White Horse Temple
White Horse Temple was the first Buddhist temple in China, established under the patronage of Emperor Ming in the Eastern Han Dynasty capital Luoyang in the year 68.
One night, the emperor was said to have dreamed of a deity flying over his palace. The next day he told his ministers, and the minister Zhong Hu explained to him that he probably dreamed of Buddha in India. The emperor then sent a delegation of 18 headed by Cai Yin, Qin Jing and [ang Zun to seek Buddhism. They returned from Afghanistan with an image of Gotama Buddha, the Sutra of Forty-two Sections and two eminent monks.
The monks names have been variously romanized as Kasyapamatanga and Dharmavanya, Moton and hufarlan.
The next year, the emperor ordered the construction of White Horse Temple three li west of the capital Luoyang, to remember the horse that carried back the sutras. It was China's first Buddhist temple.
Notably, the emperor ordered the suffix 寺 (pinyin si) to be used in the temple's name, as a display of respect. Previously, this character had been used to denote ministries of government. In later periods, all temples came to use this character in their name and it was dropped from the names of government ministries. As a result, the temple's name is sometimes translated as White Horse Ministry, a translation true to the time.

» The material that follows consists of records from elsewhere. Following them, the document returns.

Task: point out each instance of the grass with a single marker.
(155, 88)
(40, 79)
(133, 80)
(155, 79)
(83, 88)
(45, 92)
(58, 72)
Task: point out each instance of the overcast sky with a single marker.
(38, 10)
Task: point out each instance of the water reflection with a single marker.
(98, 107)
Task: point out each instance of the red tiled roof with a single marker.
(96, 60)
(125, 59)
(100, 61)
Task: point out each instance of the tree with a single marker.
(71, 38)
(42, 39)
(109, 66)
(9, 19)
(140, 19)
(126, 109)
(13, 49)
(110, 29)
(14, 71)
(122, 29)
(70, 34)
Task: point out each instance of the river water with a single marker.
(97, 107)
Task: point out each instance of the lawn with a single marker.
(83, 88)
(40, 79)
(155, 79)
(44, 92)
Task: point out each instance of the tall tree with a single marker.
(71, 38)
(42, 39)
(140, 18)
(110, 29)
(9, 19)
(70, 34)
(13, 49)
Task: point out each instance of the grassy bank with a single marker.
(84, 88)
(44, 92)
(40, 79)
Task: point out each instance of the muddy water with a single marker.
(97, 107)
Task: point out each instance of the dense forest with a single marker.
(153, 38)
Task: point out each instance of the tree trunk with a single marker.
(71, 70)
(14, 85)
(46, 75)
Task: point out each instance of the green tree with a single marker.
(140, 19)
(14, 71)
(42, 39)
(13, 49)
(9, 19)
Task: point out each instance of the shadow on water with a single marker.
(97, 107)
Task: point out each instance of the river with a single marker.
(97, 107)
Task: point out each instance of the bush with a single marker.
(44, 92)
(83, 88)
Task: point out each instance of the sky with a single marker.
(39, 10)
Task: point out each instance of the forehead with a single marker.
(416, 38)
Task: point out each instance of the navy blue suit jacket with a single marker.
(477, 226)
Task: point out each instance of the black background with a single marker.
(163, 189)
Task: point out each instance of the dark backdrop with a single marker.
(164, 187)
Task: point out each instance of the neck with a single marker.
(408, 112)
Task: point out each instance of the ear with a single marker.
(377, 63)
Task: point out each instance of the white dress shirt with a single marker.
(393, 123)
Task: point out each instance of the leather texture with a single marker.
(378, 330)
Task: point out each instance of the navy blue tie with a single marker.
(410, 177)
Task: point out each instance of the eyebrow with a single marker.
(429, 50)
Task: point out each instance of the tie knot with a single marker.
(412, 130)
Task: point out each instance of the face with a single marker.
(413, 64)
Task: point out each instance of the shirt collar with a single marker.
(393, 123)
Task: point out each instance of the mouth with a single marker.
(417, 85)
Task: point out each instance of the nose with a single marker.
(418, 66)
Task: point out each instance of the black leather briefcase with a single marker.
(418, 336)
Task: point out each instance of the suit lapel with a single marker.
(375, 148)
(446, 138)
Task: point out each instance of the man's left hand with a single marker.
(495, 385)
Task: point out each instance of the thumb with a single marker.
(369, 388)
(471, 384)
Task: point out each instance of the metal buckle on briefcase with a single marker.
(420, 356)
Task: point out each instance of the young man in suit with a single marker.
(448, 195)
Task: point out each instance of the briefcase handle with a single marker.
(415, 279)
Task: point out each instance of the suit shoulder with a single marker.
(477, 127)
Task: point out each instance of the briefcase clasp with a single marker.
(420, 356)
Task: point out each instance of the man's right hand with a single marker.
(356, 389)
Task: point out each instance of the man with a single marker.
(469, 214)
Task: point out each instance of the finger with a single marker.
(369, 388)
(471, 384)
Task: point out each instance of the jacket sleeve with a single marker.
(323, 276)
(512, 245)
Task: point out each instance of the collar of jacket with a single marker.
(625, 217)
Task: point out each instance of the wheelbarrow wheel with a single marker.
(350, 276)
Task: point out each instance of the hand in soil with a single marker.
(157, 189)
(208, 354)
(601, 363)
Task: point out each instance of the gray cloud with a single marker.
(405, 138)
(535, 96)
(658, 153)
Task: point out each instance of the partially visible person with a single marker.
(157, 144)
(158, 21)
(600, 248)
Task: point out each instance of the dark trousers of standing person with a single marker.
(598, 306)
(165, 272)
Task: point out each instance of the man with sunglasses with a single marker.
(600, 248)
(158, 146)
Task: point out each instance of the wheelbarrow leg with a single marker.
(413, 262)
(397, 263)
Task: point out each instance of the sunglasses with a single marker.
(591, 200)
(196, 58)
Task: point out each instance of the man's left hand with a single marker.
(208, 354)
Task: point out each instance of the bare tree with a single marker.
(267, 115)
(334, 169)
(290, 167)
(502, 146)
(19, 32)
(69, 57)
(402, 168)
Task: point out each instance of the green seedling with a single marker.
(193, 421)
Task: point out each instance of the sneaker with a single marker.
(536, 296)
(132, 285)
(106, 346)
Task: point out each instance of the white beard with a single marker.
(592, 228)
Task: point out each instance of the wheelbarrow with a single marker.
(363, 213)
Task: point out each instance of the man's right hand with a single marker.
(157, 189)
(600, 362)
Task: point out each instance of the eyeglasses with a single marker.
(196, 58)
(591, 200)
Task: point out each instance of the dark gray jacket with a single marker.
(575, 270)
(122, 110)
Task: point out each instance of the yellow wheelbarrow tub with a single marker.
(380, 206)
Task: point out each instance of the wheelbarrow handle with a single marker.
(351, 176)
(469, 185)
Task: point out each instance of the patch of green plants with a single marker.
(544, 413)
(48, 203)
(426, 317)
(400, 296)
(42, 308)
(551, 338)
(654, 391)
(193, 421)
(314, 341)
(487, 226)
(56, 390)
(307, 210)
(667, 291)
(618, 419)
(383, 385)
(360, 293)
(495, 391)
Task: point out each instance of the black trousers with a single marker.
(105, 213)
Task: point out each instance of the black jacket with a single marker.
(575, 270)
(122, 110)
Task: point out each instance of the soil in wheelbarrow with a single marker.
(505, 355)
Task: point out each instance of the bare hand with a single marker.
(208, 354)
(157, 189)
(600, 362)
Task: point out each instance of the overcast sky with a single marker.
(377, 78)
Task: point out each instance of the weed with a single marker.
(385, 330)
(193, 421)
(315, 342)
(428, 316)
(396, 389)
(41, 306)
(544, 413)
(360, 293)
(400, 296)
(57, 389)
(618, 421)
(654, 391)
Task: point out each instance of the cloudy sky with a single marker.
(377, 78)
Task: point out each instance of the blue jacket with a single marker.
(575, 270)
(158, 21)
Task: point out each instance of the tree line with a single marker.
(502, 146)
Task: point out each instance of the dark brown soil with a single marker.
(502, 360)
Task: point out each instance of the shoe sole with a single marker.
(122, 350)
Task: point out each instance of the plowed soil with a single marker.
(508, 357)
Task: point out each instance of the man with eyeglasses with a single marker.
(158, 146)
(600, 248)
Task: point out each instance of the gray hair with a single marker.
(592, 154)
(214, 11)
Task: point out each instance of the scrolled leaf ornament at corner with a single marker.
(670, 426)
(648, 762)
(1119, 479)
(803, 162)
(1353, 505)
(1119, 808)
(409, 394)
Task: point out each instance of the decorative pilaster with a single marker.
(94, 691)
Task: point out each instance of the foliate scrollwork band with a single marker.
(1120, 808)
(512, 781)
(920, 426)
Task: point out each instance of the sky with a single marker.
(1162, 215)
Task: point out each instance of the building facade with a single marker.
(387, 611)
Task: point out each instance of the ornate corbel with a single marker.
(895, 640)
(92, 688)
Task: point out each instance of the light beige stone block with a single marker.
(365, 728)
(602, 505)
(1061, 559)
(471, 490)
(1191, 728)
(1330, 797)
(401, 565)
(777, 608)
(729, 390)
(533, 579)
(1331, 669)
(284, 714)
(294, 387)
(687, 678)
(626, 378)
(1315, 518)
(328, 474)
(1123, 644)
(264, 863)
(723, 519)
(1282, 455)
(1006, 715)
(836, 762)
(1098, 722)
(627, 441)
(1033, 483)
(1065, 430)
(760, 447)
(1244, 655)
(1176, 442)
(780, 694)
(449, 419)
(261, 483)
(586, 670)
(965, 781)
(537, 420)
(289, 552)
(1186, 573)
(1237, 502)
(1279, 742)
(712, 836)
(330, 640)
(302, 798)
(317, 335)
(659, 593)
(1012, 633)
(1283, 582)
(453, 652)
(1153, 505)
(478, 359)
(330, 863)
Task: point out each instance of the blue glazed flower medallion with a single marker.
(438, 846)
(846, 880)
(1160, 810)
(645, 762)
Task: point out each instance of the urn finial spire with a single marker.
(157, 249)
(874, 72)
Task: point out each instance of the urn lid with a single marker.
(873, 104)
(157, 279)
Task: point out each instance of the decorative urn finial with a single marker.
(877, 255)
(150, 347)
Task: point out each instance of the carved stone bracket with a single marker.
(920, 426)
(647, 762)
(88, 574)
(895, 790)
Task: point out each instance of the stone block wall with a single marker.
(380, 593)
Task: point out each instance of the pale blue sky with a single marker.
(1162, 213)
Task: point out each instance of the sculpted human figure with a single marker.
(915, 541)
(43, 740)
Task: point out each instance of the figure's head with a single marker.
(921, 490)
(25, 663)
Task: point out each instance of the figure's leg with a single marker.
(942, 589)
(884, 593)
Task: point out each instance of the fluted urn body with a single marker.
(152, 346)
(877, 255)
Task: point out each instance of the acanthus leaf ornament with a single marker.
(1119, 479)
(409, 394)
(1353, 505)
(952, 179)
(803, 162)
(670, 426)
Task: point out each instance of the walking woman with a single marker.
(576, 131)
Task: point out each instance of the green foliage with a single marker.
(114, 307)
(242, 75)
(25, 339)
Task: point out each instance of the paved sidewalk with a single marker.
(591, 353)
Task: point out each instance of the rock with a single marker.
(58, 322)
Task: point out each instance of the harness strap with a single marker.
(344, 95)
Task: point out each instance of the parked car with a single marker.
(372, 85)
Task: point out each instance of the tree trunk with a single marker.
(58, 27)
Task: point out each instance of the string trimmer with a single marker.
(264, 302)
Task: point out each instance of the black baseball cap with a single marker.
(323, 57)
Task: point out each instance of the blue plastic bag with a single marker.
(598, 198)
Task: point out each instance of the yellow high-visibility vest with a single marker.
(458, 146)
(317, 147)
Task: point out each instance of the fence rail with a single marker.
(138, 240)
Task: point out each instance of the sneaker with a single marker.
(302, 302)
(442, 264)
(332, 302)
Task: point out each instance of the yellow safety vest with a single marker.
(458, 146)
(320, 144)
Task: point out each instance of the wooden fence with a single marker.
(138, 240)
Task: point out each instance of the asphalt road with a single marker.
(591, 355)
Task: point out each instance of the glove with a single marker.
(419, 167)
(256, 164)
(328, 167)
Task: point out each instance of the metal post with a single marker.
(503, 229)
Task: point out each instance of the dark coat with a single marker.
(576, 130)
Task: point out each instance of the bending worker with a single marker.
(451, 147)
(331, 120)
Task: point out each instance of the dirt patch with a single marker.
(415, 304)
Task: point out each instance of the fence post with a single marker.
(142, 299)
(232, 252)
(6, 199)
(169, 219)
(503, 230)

However, White Horse Temple is the correct, literal reading to modern Chinese people.
The first version of the Chinese Sutra of Forty-two Sections (四十二章經) was produced within the temple. The temple then increased in importance as Buddhism grew within China, and spread to Korea, Japan and Vietnam. The introduction of Buddhism in China was also a significant influence on Chinese morals, thought and ethics.
The temple is located within Han and Wei]Dynasty Luoyang, which lies approximately 12km east of modern Luoyang, in Henan province.
- 258 A royal Kuchean monk, Po-Yen, translated six Buddhist text in to Chinese at the temple, including the important Infinite Life Sutra.
- 1992 With the assistance of Thai and Chinese donors, the Hall of the Thai Buddha was constructed slightly west of the old temple.
The temple compound covers an area of 200 mu (13 hectares), and faces south. A stone paifang (archway) has been recently built 150 metres in front of the original gate. Between the archway and gate lies a pool with fountains, spanned by three stone bridges.
Entering the temple today, one sees the Hall of Heavenly Kings, Hall of the Great Buddha, Hall of Mahavira, Hall of Greeting, the Cool and Clear Terrace and the pavilion. On each side of the pavilion are the Sutra House and the Magic Weapon House.
The temple is open to the public, and can be reached by public bus number 56 from Luoyang Train Station. Standard tickets cost 35元 and discounts are available to students at half price (17.5元).